Seit seinem Amtsantritt wurde Draghi immer wieder gefragt, ob die EZB den Euro für überbewertet halte. Stets antwortet Draghi nach dem Muster, die EZB sei lediglich dem Mandat der Preisstabilität verpflichtet und betreibe keine aktive Währungspolitik.
Weshalb thematisiert Draghi nun den Wechselkurs? Warum ist der Aussenwert des Euros für die EZB jetzt wichtig und früher nicht?
Eine Stärkung des Wechselkurses verstärkt den Deflationsdruck in der Eurozone, weil die Importe immer günstiger werden. Besonders betroffen sind die Krisenstaaten, welche Kosten, Löhne und Preise senken müssen, um dadurch wettbewerbsfähiger zu werden. Die Logik der Währungsunion ist bekannt: Länder mit Aufholbedarf müssen einen geringeren Preisanstieg aufweisen als Kernländer wie Deutschland. Nur dann können sie wettbewerbsfähiger werden. Da aber Deutschland derzeit auch nur Inflationsraten von anderthalb Prozent verzeichnet, treibt die zu tiefe Inflation in der gesamten Eurozone einige Länder in Deflationsnähe. Besonders beunruhigend ist, dass Deflation den Prozess des Schuldenabbaus erschwert und Nationen mit grossem Schuldenüberhang des öffentlichen und privaten Sektors noch Jahre in Stagnation verharren könnten.
Rolle der Geldpolitik
Draghi bekräftige ausdrücklich seine Forward Guidance, der zufolge die EZB-Leitzinsen für längere Zeit auf dem aktuellen oder einem niedrigeren Niveau belassen werden. Die Absicht, einen akkommodierenden geldpolitischen Kurs so lange wie nötig beizubehalten, leitet sich von den mittelfristig gedämpften Inflationsaussichten ab. Die Forward Guidance hat in den Augen Draghis auch einen weiteren Effekt: Wenn sich die gegenwärtige konjunkturelle Belebung im Einklang mit den EZB-Projektionen entwickle, so werde die erhebliche Unterauslastung der Wirtschaft allmählich aufgefangen, und die Inflation werde schrittweise auf ein Niveau steigen, das näher an 2% liegt. Somit führe die Forward Guidance zu einer De-facto-Lockerung des geldpolitischen Kurses, da die Realzinsen über den Projektionszeitraum hinweg fallen dürften (Nominalzinsen bleiben tief, Inflation steigt => Realzinsen sinken).
Warum sind tiefere Realzinsen für Europa so wichtig?
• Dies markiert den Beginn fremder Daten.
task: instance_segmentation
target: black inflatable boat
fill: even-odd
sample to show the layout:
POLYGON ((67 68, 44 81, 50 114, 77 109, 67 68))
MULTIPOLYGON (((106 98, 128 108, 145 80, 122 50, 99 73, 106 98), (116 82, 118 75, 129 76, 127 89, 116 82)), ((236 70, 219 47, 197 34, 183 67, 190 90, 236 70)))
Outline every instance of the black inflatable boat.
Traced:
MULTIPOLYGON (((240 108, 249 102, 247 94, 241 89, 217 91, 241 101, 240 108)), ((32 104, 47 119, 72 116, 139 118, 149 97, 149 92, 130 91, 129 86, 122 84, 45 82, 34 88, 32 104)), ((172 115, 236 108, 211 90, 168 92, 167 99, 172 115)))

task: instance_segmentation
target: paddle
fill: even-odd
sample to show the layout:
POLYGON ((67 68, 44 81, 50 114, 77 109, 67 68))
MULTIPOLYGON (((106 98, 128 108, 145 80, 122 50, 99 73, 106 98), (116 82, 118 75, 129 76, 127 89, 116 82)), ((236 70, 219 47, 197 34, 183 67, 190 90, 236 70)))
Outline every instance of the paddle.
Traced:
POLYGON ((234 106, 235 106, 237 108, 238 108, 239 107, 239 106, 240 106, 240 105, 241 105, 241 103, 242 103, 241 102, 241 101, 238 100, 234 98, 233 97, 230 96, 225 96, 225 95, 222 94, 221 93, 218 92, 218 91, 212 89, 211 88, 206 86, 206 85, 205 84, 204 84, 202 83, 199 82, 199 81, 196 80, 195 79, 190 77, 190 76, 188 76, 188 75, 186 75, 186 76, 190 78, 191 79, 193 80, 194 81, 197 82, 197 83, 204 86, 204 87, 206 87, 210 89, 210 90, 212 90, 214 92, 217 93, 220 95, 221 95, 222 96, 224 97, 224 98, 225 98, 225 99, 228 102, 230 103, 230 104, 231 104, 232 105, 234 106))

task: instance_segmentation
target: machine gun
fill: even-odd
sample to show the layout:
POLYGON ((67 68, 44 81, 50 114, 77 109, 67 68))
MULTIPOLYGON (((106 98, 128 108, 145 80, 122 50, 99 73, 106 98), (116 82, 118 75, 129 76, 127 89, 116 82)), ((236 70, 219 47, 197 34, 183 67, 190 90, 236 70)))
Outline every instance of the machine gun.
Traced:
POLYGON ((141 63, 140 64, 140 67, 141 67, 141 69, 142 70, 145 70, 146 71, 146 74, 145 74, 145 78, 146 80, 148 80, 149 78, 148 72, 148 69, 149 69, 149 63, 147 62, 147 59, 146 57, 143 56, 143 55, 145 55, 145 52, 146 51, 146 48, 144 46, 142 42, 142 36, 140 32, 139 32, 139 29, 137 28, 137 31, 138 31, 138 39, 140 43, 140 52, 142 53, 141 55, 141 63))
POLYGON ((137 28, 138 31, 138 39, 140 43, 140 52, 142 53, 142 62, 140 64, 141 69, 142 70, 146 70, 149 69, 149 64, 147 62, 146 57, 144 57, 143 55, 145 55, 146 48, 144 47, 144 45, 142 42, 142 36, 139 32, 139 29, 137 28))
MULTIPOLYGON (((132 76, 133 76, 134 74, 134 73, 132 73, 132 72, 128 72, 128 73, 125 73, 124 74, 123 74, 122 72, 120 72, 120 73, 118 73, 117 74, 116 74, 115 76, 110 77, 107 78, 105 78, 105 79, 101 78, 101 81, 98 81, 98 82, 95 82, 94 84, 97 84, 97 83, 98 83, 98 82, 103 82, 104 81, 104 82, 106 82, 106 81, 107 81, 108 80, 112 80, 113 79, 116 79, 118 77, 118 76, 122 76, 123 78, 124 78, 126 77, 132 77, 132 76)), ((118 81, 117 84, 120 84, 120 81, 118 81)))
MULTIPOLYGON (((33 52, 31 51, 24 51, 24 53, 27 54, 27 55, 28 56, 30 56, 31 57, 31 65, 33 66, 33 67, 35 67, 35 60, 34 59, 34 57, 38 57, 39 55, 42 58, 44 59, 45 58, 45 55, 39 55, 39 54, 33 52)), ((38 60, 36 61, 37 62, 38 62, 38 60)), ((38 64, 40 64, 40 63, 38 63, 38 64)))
Während sich im Zuge der Sanierung des Bankensektors das Kreditangebot verbessern sollte, würden sinkende Realzinsen die Kreditnachfrage stützen, indem die Unternehmen mehr investierten. Eine positive Spirale aus höheren Ausgaben, höherem Wachstum und höherer Inflation käme in Schwung.
Ein wichtiger Faktor für die Entwicklung des Wechselkurses sind die Erwartungen, wie sich die Abstände der Realzinsen entwickeln werden. Mario Draghi erwartet, dass sich die Abstände zwischen den Realzinsen im Euroraum und jenen der übrigen Welt voraussichtlich verringern. Sollte das zutreffen, dürfte ceteris paribus der Euro unter Abwärtsdruck geraten und die EZB hätte eine Sorge weniger. In den vergangenen anderthalb Jahren war dem nicht so: der stakte Euro drückte die Inflationsrate nach unten.
Tatsächlich ist die Inflationsrate ohne Energie und Nahrungsmittel von 0,7% im Dezember auf 0,8% im Januar und 1,0% im Februar leicht angestiegen. Je länger die Inflation jedoch niedrig bleibt, desto höher ist die Wahrscheinlichkeit, dass unerwünschte Nebenwirkungen entstehen. Deshalb hat die EZB zusätzliche geldpolitische Sondermaßnahmen entwickelt, um diesem Eventualfall vorzubeugen, und deshalb ist sie auch bereit, bei Bedarf zu handeln. Aktuell scheinen die mittel- bis längerfristigen Inflationserwartungen auf einem Niveau verankert zu sein, das mit dem Ziel im Einklang steht, die Teuerungsrate unter, aber nahe 2% zu halten. Die Worte Draghis "Jeglichem wesentlichen Risiko, dass die Inflationserwartungen ihre Verankerung verlieren, werden wir mit zusätzlichen konventionellen geldpolitischen Maßnahmen wie auch mit Sondermaßnahmen entgegenwirken. Darüber hinaus gewinnt die Stärkung des Wechselkurses unter den Faktoren, die wir bei der Bewertung der Aussichten für die Preisstabilität heranziehen, immer mehr an Bedeutung" bedeuten im Klartext: Die EZB würde einem Höhenflug des Euros nicht tatenlos zusehen. Das ist gut so!